Paul J. Utz, MD, professor of medicine, Division of Immunology and Rheumatology, Stanford University School of Medicine, Stanford, Calif., began his lecture with a discussion of research findings presented at a plenary session at ACR Convergence 2020.

In a 2020 study published in Science Translational Medicine, Zuo et al. measured eight types of antiphospholipid antibodies in the serum of patients hospitalized with COVID-19. They found that more than half of these patients tested positive for at least one such antibody. Higher titers of these antibodies were associated with the release of neutrophil extracellular traps (NETs), higher platelet count, severe respiratory disease and lower glomerular filtration rate. Additionally, purified IgG from the sera of patients with COVID-19 induced an accelerated venous thrombosis in two different mouse models.¹ Taken together, these findings may explain why the prothrombotic phenotype of many patients with severe COVID-19 looks similar to that seen in patients with lupus and/or antiphospholipid syndrome. 

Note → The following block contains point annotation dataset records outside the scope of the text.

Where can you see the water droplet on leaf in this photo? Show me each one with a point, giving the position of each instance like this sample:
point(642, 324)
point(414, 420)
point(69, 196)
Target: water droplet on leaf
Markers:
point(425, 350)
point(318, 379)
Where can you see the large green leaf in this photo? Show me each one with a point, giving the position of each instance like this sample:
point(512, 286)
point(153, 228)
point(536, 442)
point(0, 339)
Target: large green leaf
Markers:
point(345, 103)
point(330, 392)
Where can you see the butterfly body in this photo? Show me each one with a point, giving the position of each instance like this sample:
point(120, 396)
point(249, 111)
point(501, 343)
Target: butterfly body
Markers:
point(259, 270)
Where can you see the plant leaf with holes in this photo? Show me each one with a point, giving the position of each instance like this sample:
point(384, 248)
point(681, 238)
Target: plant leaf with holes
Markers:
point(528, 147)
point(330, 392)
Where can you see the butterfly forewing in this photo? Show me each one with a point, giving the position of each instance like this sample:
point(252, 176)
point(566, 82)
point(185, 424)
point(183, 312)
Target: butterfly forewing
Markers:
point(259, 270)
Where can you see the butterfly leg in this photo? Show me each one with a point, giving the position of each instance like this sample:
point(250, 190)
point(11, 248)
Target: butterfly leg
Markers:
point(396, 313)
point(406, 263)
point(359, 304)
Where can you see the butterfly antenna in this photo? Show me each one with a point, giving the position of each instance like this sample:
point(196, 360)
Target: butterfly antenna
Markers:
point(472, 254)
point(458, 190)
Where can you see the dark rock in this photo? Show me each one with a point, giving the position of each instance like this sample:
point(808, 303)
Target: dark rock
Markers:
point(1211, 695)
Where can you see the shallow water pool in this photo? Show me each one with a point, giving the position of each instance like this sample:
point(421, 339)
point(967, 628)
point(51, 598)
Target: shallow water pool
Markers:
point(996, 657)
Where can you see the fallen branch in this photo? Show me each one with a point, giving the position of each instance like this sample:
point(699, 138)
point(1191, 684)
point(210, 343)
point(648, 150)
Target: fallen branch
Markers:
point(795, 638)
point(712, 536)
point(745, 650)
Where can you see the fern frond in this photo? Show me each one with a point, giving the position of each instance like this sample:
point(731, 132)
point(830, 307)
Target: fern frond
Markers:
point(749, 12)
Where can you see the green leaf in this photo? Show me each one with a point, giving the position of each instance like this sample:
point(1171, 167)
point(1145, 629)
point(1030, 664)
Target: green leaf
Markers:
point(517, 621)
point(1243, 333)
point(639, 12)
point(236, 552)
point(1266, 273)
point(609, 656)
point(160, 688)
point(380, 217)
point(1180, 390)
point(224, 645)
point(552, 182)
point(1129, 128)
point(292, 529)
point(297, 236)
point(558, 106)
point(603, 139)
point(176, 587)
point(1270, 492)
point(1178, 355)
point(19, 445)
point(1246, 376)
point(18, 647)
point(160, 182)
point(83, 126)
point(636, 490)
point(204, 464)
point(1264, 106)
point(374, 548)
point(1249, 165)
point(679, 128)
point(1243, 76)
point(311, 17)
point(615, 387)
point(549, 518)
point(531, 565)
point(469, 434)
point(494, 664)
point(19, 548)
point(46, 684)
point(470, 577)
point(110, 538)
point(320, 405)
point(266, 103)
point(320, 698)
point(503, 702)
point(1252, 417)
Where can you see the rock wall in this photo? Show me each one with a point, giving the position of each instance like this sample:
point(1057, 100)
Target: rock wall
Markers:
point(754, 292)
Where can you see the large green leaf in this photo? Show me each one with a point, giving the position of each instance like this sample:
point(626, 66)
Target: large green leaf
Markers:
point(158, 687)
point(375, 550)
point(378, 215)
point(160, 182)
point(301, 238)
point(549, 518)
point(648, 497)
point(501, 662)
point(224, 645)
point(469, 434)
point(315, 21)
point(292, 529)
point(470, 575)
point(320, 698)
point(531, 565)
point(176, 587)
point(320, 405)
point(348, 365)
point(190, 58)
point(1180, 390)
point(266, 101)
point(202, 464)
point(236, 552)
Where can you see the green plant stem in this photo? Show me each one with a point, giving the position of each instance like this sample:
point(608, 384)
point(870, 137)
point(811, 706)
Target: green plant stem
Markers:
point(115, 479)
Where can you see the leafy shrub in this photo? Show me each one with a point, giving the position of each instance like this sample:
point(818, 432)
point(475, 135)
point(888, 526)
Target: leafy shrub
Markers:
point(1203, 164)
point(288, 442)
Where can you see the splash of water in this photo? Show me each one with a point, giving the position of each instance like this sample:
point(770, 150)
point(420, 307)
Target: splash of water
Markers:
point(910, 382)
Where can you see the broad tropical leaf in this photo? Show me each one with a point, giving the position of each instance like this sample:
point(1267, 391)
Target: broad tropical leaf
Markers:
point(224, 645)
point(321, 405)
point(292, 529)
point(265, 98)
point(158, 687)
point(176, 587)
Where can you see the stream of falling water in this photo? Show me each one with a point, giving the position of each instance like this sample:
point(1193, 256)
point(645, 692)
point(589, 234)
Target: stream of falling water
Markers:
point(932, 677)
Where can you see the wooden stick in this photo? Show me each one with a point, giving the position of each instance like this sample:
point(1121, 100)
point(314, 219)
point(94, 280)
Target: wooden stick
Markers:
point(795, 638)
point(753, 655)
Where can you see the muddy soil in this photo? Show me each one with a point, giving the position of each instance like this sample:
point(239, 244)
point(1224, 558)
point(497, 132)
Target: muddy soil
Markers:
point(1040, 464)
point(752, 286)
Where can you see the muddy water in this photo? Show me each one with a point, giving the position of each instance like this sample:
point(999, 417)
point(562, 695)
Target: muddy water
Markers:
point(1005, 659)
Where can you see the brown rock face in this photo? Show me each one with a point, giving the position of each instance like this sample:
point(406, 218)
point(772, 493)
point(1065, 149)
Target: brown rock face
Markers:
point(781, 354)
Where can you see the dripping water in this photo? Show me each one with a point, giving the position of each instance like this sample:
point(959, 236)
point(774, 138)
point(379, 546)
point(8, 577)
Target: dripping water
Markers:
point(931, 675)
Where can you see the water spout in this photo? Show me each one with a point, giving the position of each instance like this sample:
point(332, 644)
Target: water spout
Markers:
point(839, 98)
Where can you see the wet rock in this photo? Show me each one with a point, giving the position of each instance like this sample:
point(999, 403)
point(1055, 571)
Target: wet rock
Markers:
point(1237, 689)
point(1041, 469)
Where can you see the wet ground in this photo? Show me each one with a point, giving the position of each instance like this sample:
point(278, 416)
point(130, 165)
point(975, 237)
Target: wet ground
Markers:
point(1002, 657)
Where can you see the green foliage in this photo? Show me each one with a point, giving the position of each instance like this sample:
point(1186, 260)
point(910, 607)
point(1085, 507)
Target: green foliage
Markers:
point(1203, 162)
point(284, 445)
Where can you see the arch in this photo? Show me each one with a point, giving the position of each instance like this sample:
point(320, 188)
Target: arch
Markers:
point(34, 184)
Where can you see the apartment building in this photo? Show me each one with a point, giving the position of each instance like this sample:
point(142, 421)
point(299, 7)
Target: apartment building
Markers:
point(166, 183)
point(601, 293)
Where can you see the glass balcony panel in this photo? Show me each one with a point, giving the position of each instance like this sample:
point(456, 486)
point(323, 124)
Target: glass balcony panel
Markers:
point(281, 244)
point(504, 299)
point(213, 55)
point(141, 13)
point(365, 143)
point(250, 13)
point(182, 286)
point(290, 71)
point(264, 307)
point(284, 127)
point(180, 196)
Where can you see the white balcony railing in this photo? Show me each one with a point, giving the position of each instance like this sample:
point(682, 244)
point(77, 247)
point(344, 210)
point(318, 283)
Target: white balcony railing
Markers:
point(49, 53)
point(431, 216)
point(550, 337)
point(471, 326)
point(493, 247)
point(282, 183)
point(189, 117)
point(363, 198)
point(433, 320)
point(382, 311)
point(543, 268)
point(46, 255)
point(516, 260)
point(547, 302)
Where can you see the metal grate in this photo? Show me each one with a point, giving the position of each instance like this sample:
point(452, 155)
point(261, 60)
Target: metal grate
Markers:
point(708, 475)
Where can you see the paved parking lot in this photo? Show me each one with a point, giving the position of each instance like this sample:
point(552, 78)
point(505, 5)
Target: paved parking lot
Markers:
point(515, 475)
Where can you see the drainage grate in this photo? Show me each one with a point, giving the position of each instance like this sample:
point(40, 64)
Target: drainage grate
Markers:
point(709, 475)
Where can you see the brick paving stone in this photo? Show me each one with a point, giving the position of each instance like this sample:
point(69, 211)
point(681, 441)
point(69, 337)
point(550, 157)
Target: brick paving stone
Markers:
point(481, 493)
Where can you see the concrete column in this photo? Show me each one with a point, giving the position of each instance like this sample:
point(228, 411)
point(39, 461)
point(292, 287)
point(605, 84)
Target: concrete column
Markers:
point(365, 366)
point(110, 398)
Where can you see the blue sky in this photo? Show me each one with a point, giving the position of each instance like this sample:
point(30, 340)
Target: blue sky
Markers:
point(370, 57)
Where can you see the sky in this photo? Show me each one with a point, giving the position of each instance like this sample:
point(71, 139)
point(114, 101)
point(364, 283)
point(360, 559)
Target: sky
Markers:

Next, Dr. Utz discussed the research of Magro et al., which sought to analyze skin biopsy specimens to understand the main pathogenic principles of COVID-19.² The authors identified three potential pathways for cutaneous COVID-19:

1. Complement-mediated thrombotic vascular injury syndrome that deploys the alternative and mannan-binding lectin pathways;
2. Robust T cell- and type I interferon-driven inflammation; and
3. Immune complex-mediated, vasculitic cutaneous reactions driven by the humoral immune system.

Among these forms of cutaneous reactions in COVID-19 is the process of interferon-driven COVID-19 perniosis, colloquially called COVID toes. Magro et al. noted that, as the most superficial organ, the skin has been and continues to be a readily accessible and helpful resource for understanding the acute, subacute and chronic effects of COVID-19 on the body.

Autoantibodies

Returning to his main topic, Dr. Utz noted that autoantibody production appears to be a common feature of COVID-19.

A large study from 2021 analyzed the nature of the autoantibodies seen in infected patients. Chang et al. developed three protein arrays to evaluate IgG autoantibodies typically seen in connective tissue diseases, anti-cytokine antibodies and anti-viral antibody responses in patients hospitalized with COVID-19.³ These researchers found a positive anti-nuclear antibody (ANA) is common, occurring in approximately 25% of patients, and that this ANA is typically low titer and can show various patterns, including rarer patterns, such as nucleolar. Autoantigens that are common in such conditions as lupus and Sjögren’s disease, including anti-Smith, anti-Ro, anti-La and anti-dsDNA antibodies, are not as prominent. Finally, antibodies to MPO and PR3, which are often seen in anti-neutrophil cytoplasmic antibody (ANCA) associated vasculitis, were not found in the 147 patients evaluated.